O cão fiel o seguia de perto, lambendo ainda nos pêlos do focinho a marugem do sangue tabajara, de que se fartara; o senhor o acariciava satisfeito de sua coragem e dedicação. Fora ele quem salvara Martim, ali trazendo com tanta diligência os guerreiros de Jacaúna.

— Os maus espíritos da floresta podem separar outra vez o guerreiro branco de seu irmão pitiguara. O cão te seguirá daqui em diante, para que mesmo de longe Poti acuda a teu chamado.

— Mas o cão é teu companheiro e amigo fiel.

— Mais amigo e companheiro será de Poti, servindo a seu irmão que a ele. Tu o chamarás Japi; e ele será o pé ligeiro com que de longe corramos um para o outro.

Jacaúna deu o sinal da partida.

Os guerreiros pitiguaras caminharam para as margens alegres do rio onde bebem as garças: ali se erguia a grande taba dos senhores das várzeas.

O Sol deitou-se e de novo se levantou no céu. Os guerreiros chegaram aonde a serra quebrava para o sertão; já tinham passado aquela parte da montanha que, por ser despida de arvoredo e tosquiada como a capivara, a gente de Tupã chamava Ibiapina.

Poti levou o cristão aonde crescia um frondoso jatobá, que afrontava as árvores do mais alto píncaro da serrania, e quando batido pela rajada, parecia varrer o céu com a imensa copa.

— Neste lugar nasceu teu irmão, disse o pitiguara.

Martim estreitou o peito ao tronco enorme:

— Jatobá, que viste nascer meu irmão Poti, o estrangeiro te abraça.

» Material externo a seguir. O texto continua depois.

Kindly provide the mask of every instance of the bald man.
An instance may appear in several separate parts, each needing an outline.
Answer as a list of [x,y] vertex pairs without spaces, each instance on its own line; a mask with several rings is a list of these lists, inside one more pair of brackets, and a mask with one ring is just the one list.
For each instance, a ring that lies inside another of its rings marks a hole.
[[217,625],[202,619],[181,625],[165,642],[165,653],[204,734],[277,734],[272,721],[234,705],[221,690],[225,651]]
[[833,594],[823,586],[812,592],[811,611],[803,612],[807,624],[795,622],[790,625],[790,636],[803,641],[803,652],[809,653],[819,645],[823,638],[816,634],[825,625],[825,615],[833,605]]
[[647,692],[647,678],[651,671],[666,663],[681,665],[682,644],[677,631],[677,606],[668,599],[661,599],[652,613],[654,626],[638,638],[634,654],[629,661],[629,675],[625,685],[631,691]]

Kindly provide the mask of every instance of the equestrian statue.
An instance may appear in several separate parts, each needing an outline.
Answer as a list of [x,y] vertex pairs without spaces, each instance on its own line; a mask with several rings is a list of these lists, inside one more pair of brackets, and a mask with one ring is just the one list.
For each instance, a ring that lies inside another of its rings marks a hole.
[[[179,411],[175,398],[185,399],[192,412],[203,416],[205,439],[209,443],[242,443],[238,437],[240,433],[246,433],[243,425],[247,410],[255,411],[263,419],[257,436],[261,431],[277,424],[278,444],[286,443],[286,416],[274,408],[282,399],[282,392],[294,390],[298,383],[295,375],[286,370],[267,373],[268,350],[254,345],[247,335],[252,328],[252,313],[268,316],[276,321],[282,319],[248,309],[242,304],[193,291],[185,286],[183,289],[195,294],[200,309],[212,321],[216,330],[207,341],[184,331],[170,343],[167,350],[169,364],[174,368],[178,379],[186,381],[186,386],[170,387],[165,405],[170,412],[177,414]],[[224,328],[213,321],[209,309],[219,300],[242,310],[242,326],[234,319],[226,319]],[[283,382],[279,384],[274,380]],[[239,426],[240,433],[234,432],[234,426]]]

— O raio te decepe, árvore do guerreiro Poti, quando seu irmão o abandonar.

Depois o chefe assim falou:

— Ainda Jacaúna não era um guerreiro, Jatobá, o maior chefe, conduzia os pitiguaras à vitória. Logo que as grandes águas correram, ele caminhou para a serra. Aqui chegando, mandou levantar a taba, para estar perto do inimigo e vencê-lo mais vezes. A mesma Lua que o viu chegar, alumiou a rede onde Saí, sua esposa, lhe deu mais um guerreiro de seu sangue. O luar passava por entre as folhas do jatobá; e o sorriso pelos lábios do varão possante, que tomara seu nome e robustez.

Iracema aproximou-se.

A rola, que marisca na areia, se afasta-se o companheiro, adeja inquieta de ramo em ramo e arrulha para que lhe responda o ausente amigo. Assim a filha das florestas errara pela encosta, modulando o singelo canto mavioso.

Martim a recebeu com a alma no semblante; e levando a esposa do lado docoração e o amigo do lado da força, voltou ao rancho dos pitiguaras.